Khade probably would not be in business with a prince had he not
attended a networking cocktail reception hosted by the Dalit Chamber
of Commerce and Industry at the five-star Taj Mahal Hotel in Mumbai
earlier this year. There he met the Indian businessman who introduced
him to the Arab sheik, who helped him to globalize his company.

These kinds of connections are crucial to the nascent Dalit business
community. Because Dalit businessmen often lack the social connections
that lead to business ideas, loans and other support, a group of Dalit
entrepreneurs created the chamber in 2005. It aims to build those
networks so Dalit business leaders can help one another grow. The
group has about 1,000 members, all of whom run companies with an
annual turnover of at least 1 million rupees. It recently organised a
meeting where Dalit businessmen pitched ideas to Tata Motors, one of
India's biggest car companies. Kamble, who attended the meeting, said
that of the 10 companies that attended, 4 had signed deals and 4 more
were in negotiations.

"There was a time when people like us could not even approach a
company like Tata Motors," Kamble said. "Now we go meet them with
dignity, not like beggars. We are job givers, not job seekers."

The group has persuaded the government to embrace contracting
preferences for Dalits like the ones that have helped businesses owned
by women and minorities in the United States. It also seeks to
persuade private companies to embrace affirmative action policies that
would create more jobs and business opportunities for Dalits.

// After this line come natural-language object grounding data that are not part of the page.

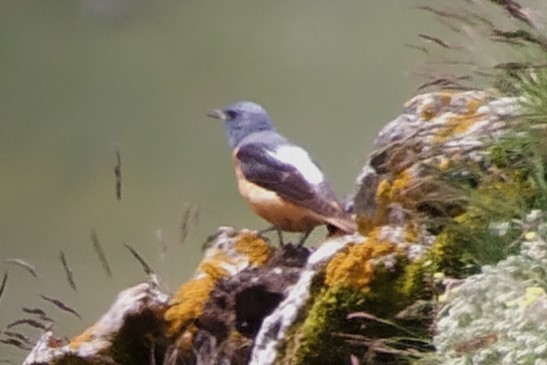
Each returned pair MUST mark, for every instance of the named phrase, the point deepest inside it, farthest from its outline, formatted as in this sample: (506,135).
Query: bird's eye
(231,113)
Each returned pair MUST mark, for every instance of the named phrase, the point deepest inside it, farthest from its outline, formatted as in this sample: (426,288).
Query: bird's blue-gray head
(242,119)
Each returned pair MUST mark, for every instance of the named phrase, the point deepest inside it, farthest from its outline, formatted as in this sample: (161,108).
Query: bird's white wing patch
(299,158)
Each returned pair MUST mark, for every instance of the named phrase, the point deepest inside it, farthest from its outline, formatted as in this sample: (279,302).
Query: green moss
(76,360)
(317,339)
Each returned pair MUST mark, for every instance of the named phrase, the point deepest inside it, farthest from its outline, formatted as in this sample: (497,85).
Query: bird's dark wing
(264,169)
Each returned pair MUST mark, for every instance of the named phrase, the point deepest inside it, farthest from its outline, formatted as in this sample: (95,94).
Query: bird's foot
(303,239)
(269,229)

Despite gains for some Dalits, a recent paper from the Harvard
Business School on caste and entrepreneurship that used government
data from 2005 found that, even after the liberalization of the
economy, Dalits were "significantly under-represented in the ownership
of private enterprises, and the employment generated by private
enterprises."

Even for those who have had wild success in business, social
acceptance has proved harder to attain. While wealth insulates them to
some degree from lingering caste prejudice, barriers remain even for
rich Dalits.

Even Khade, with all his wealth and newfound status, does not want to
offend potential upper-caste clients. His business card reads Ashok K,
leaving off the last name that reveals what he is: a Dalit.